At her first presentation in our unit, she met 6 of 11 criteria of the American College of Rheumatology for the diagnosis of SLE,5 where 4 of 11 criteria were needed for the formal diagnosis, namely malar rash, discoid rash, photosensitivity, leucocytopaenia, the presence of antidouble-stranded DNA (>350 IU/mL, via indirect immunofluorescence) and extractable nuclear antigen (ENA) antibodies (ratio 1.1, normal range <0.7; ENA profile: anti-SS-A, anti-SS-B, anti-RNP70, anti-SM, anti-Scl70, anti-JO-1 and anti-CENP: all negative; anti-U1RNP dubious). In addition, she had fever of 39°C 2 days prior to presentation. There were no other clinical symptoms. The physical examination was normal besides her evident skin lesions. Her blood pressure was within the normal range (100/56 mm Hg).

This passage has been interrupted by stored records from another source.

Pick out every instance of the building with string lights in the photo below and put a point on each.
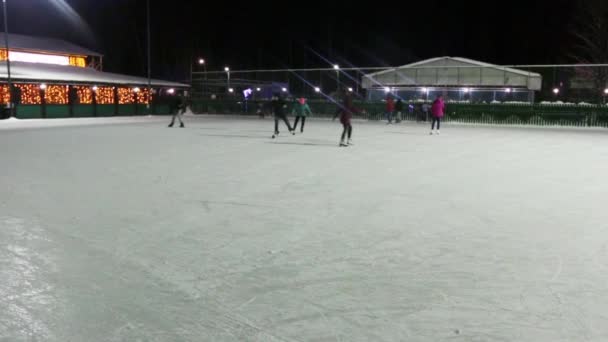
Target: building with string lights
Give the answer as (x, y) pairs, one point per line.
(55, 78)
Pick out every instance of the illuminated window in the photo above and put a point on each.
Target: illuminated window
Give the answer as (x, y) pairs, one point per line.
(84, 94)
(77, 61)
(56, 94)
(17, 56)
(5, 97)
(126, 96)
(142, 96)
(30, 93)
(105, 95)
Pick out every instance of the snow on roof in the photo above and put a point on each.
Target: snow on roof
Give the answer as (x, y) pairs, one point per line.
(35, 72)
(433, 62)
(42, 44)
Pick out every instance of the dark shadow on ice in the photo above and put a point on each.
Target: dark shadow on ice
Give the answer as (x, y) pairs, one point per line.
(301, 143)
(234, 136)
(409, 133)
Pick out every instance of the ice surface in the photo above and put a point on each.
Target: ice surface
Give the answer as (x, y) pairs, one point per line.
(131, 231)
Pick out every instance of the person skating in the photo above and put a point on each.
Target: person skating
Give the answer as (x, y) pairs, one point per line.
(438, 111)
(301, 110)
(345, 112)
(399, 110)
(390, 109)
(278, 107)
(178, 108)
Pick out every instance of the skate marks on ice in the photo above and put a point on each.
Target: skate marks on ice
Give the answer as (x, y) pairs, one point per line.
(27, 297)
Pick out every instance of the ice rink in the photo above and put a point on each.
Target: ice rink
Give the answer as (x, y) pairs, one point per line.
(131, 231)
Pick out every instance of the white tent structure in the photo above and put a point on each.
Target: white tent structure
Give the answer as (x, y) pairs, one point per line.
(449, 75)
(453, 72)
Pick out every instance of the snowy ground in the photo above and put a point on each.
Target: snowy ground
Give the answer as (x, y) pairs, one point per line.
(131, 231)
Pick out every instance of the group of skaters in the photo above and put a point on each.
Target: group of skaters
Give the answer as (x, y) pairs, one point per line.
(394, 111)
(344, 112)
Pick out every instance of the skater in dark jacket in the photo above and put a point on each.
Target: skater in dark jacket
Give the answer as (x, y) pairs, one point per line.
(178, 108)
(301, 110)
(278, 107)
(345, 112)
(399, 110)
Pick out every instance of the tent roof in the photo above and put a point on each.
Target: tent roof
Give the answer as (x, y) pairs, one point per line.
(35, 72)
(42, 44)
(453, 72)
(453, 62)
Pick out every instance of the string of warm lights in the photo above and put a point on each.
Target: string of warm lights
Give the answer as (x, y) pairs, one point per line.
(142, 96)
(56, 94)
(84, 94)
(126, 96)
(78, 61)
(104, 95)
(5, 97)
(30, 93)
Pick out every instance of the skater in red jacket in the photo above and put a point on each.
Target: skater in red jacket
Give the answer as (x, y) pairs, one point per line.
(438, 111)
(345, 111)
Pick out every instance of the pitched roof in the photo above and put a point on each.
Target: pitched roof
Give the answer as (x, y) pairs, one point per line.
(438, 61)
(36, 72)
(41, 44)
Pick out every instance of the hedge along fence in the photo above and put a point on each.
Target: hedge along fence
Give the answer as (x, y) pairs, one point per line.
(52, 111)
(501, 114)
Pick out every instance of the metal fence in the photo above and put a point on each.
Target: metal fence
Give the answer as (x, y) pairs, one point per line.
(502, 114)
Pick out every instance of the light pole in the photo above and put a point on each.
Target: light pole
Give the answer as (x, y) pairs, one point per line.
(149, 61)
(201, 61)
(337, 68)
(8, 62)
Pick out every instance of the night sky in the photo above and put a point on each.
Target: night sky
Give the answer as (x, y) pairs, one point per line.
(291, 33)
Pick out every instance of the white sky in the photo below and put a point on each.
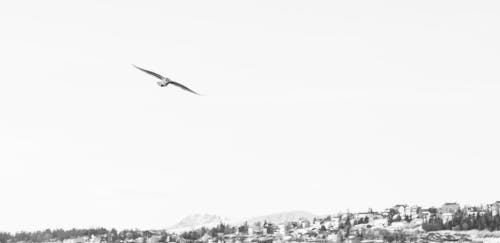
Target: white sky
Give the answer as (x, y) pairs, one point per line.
(313, 105)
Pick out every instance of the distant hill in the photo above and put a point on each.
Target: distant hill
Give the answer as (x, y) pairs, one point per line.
(283, 217)
(197, 221)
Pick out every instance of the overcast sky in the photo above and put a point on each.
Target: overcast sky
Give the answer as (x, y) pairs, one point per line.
(313, 105)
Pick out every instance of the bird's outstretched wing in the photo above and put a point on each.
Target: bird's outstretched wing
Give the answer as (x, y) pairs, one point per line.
(149, 72)
(183, 87)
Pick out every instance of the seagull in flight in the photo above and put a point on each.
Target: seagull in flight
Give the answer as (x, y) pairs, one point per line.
(165, 81)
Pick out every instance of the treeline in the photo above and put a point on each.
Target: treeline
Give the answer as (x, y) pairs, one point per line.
(213, 232)
(462, 221)
(59, 235)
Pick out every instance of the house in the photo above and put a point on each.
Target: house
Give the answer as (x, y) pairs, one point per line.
(450, 208)
(402, 209)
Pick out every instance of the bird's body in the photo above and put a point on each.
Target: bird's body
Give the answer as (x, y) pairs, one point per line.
(165, 81)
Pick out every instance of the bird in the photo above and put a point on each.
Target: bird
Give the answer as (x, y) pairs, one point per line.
(165, 81)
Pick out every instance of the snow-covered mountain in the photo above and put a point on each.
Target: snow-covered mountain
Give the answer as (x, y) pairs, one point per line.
(283, 217)
(197, 221)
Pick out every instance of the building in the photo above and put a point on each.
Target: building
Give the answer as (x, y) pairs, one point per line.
(450, 208)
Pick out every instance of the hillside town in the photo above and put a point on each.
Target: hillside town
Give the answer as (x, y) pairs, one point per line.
(401, 223)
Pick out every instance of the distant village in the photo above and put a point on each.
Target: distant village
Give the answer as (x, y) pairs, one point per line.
(401, 223)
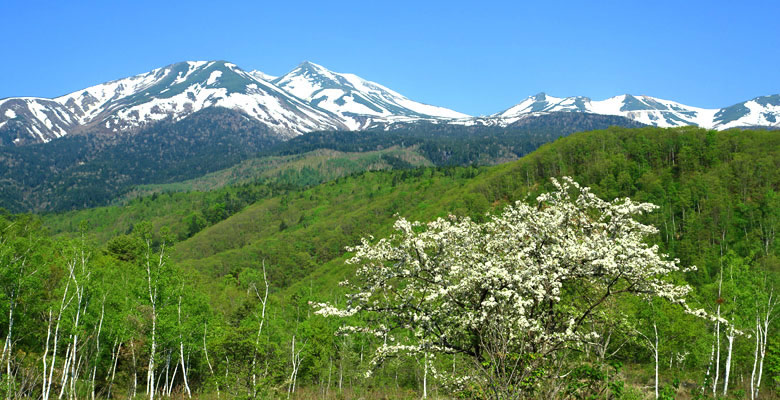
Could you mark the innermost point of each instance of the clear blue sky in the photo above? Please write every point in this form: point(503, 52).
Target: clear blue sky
point(474, 57)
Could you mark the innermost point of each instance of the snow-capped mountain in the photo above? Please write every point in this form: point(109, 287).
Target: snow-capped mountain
point(172, 92)
point(761, 111)
point(309, 98)
point(356, 101)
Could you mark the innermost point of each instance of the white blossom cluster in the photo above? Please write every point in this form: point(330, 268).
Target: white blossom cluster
point(530, 277)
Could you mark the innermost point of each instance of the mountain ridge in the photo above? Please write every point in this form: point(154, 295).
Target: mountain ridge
point(312, 98)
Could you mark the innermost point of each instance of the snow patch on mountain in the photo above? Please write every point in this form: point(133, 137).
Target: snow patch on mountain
point(356, 101)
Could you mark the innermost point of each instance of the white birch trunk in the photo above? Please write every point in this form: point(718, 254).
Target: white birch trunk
point(730, 338)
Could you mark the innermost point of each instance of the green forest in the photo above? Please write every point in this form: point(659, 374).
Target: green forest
point(188, 287)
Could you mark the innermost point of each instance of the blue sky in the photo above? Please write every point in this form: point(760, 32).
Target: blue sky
point(474, 57)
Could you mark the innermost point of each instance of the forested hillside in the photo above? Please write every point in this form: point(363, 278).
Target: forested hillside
point(209, 293)
point(95, 169)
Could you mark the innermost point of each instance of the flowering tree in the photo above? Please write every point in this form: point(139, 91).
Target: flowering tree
point(508, 293)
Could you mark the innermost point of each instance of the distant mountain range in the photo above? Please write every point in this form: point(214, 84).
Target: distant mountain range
point(313, 98)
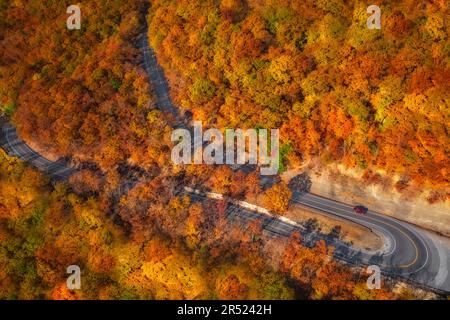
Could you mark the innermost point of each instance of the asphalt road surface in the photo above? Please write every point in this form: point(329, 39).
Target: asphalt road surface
point(14, 147)
point(408, 252)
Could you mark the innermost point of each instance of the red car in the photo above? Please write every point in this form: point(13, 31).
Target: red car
point(360, 210)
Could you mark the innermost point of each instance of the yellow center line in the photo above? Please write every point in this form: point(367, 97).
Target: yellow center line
point(406, 235)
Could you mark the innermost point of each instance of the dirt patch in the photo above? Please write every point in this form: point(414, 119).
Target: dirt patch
point(409, 204)
point(359, 236)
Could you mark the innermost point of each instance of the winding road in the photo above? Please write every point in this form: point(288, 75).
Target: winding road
point(408, 252)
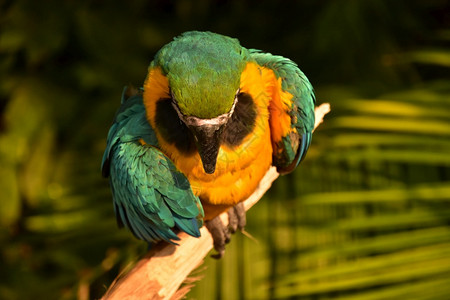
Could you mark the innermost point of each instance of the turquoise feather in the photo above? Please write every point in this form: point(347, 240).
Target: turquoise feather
point(294, 81)
point(151, 197)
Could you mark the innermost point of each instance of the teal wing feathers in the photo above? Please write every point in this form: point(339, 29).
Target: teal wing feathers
point(294, 81)
point(151, 197)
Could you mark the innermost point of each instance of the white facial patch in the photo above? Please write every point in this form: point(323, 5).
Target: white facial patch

Ten weeks after the diagnosis of SLE, she presented at the outpatient department with headache, fever (40.0°C) and dark-coloured tea-like urine without dysuria. The skin-lesions in the face seemed more distinct and vivid in colour than previously documented.
Investigations
Initial laboratory investigations revealed C reactive protein (CRP) < 3 mg/L, erythrocyte sedimentation rate (ESR) 111 mm/h, creatine 58 µmol/L and urea 6.6 mmol/L. No abnormalities were detected on chest radiography, ECG, echocardiography or abdominal ultrasonography. Low titres of complement were detected: C1q 26 mg/L (normal range 102–171 mg/L), C3 0.2 g/L (normal range 0.9–2.0 g/L), C4 27 mg/L (normal range 95–415 mg/L), anti-C1q 999 U/mL (normal range 0–90 U/mL) with a classical pathway activation (CH50) of 1% (normal range >74%) and an alternative pathway activation (AP50) of 0% (normal range >39%). Without proteinuria or haematuria, normal creatine levels and a normal blood pressure, signs of lupus nephritis were lacking.
Laboratory investigations 10 weeks later revealed CRP 42 mg/L, ESR 50 mm/h, creatine 72 µmol/L and urea 5.9 mmol/L. Complement levels were low: C3 0.6 g/L; C4 76 mg/L; CH50 15% and AP50 13%. Antidouble-stranded DNA was strongly positive (via indirect immunofluorescence). Urinalysis was positive for protein, haemoglobin and dysmorphic erythrocytes. Blood pressure was within normal range (97/49 mm Hg). A blood culture was taken and she was admitted to the hospital. The differential diagnoses included lupus nephritis, bacteraemia and urinary tract infection. No signs of other infections such as meningitis, pneumonia, arthritis or enteritis were present. Amoxicillin/clavulanic acid was started for presumed urinary tract infection; the urine culture however, remained sterile. Renal biopsy confirmed the diagnosis of lupus nephritis class IIIa, with a full-house pattern in immunofluorescence (IgG, IgA, C1q1, C3 positive and IgM background pattern).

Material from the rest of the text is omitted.